トム・ホランド、アン・ハサウェイもジブリ声優? 海外吹替版の意外なキャスティング

 3月22日、日本テレビ系『金曜ロードショー』で、宮﨑駿が脚本・監督を手掛けた『魔女の宅急便』(2014年)が放送される。同監督の『君たちはどう生きるか』(2023年)が、米アカデミー賞で長編アニメーション賞を受賞したことで話題を呼んでいるが、スタジオジブリ作品の英語吹替版声優には、数多くのハリウッドスターたちがキャスティングされていることをご存じだろうか。

 13歳の魔女・キキが、一人前の魔女になるために、知らない街で一人暮らしをしながら、唯一の特技である空飛ぶ魔法を使って「お届け屋さん」を始める『魔女の宅急便』。キキは初めての一人暮らしに奮闘し、素敵な出会いに胸を膨らませながらも、小さな挫折も経験する。そんなキキの姿にエールを送りたくなる本作は、この春、新生活をスタートさせる人や、同じような経験がある人が思わず共感する、優しさと幸せに満ちた物語だ。

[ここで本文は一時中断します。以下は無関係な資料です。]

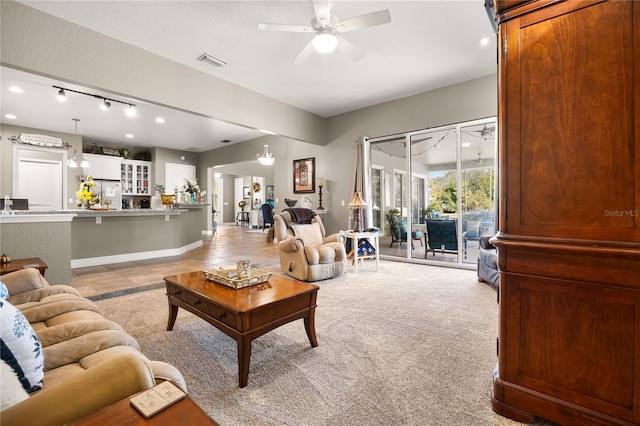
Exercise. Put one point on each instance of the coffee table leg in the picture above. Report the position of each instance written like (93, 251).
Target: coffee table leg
(310, 326)
(244, 358)
(173, 314)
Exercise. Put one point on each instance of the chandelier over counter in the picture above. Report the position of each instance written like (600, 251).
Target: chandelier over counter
(266, 159)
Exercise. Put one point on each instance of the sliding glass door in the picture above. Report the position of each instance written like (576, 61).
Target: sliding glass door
(434, 191)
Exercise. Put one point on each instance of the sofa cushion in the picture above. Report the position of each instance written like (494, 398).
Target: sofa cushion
(20, 347)
(11, 390)
(310, 234)
(4, 293)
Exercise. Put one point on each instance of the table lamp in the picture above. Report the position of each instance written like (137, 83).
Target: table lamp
(320, 185)
(357, 204)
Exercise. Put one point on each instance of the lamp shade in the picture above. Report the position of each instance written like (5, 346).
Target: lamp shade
(357, 202)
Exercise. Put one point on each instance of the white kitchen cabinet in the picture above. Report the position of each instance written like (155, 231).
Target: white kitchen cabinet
(135, 177)
(103, 166)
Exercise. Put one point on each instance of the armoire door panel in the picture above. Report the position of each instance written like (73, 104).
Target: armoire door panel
(594, 330)
(618, 266)
(573, 171)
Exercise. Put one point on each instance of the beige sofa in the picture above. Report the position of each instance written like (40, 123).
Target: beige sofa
(305, 252)
(89, 361)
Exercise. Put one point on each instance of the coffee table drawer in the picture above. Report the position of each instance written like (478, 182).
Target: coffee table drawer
(223, 316)
(178, 293)
(198, 302)
(275, 311)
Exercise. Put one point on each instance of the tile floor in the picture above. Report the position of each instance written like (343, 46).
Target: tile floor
(229, 244)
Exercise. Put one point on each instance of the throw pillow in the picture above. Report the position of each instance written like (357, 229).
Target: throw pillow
(11, 390)
(20, 347)
(309, 234)
(4, 292)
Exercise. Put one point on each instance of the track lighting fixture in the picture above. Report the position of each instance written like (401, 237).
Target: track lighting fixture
(266, 159)
(73, 161)
(105, 102)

『魔女の宅急便』©1989 角野栄子・Studio Ghibli・N

 高山みなみがキキの声優を務めた『魔女の宅急便』の英語版では、2002年からの『スパイダーマン』シリーズでメリー・ジェーン(MJ)を演じたキルスティン・ダンストがキキの声を演じている。彼女は、『パワー・オブ・ザ・ドッグ』(2021年)でアカデミー賞助演女優賞にノミネートされたハリウッドの有名俳優だ。

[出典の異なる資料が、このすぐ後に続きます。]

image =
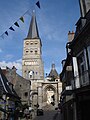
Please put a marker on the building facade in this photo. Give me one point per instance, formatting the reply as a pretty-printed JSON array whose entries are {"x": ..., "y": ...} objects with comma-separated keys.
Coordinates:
[
  {"x": 75, "y": 76},
  {"x": 33, "y": 69}
]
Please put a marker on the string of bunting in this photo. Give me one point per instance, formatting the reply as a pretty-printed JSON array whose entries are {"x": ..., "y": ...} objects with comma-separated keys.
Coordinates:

 前出の『君たちはどう生きるか』は、母を火事で亡くし、父・勝一の故郷へ引っ越した11歳の眞人が、謎めいた青サギと出会い、生と死が一体となった世界に迷い込んでいく物語。本作のアカデミー賞受賞を記念して、3月20日から英語版が日本で上映されている。菅田将暉が声を演じた青サギを、英語版では『TENET テネット』(2020年)、『THE BATMAN-ザ・バットマン-』(2022年)のロバート・パティンソンが演じた。

『君たちはどう生きるか』©2023 Studio Ghibli

 ほかにも、勝一の声を『ダークナイト』(2008年)シリーズのクリスチャン・ベールが演じており、さらに『哀れなるものたち』(2023年)のウィレム・デフォー、『デューン 砂の惑星PART2』(2024年)のフローレンス・ピューらも声の出演をしている。

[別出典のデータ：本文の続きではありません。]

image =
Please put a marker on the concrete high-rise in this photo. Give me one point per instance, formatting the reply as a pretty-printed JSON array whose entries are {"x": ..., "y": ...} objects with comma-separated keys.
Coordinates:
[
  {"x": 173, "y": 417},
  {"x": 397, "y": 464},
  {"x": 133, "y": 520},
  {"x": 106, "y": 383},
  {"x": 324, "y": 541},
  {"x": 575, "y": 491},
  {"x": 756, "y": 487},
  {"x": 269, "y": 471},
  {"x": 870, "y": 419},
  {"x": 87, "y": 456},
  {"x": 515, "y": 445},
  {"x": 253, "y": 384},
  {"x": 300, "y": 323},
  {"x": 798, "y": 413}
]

 クリスチャン・ベールは、『ハウルの動く城』(2004年)でハウルの英語版声優も担当。ハウルも『君たちはどう生きるか』の勝一も、オリジナル版では木村拓哉が声を演じており、2つのジブリ作品で木村の役をベールが演じているというのが興味深い。

『借りぐらしのアリエッティ』©2010 Mary Norton/Keiko Niwa/Studio Ghibli, NDHDMTW

 1952年にイギリスで出版された、メアリー・ノートンの傑作児童文学『床下の小人たち』を原作にした『借りぐらしのアリエッティ』(2010年)のイギリス版には、2017年からの『スパイダーマン』シリーズで人気俳優となったトム・ホランドが、神木隆之介演じる主人公の翔役で参加している。当時14歳だったホランドにとって、初めての映画出演作がジブリ作品だというのは、日本人としてうれしい気持ちになる。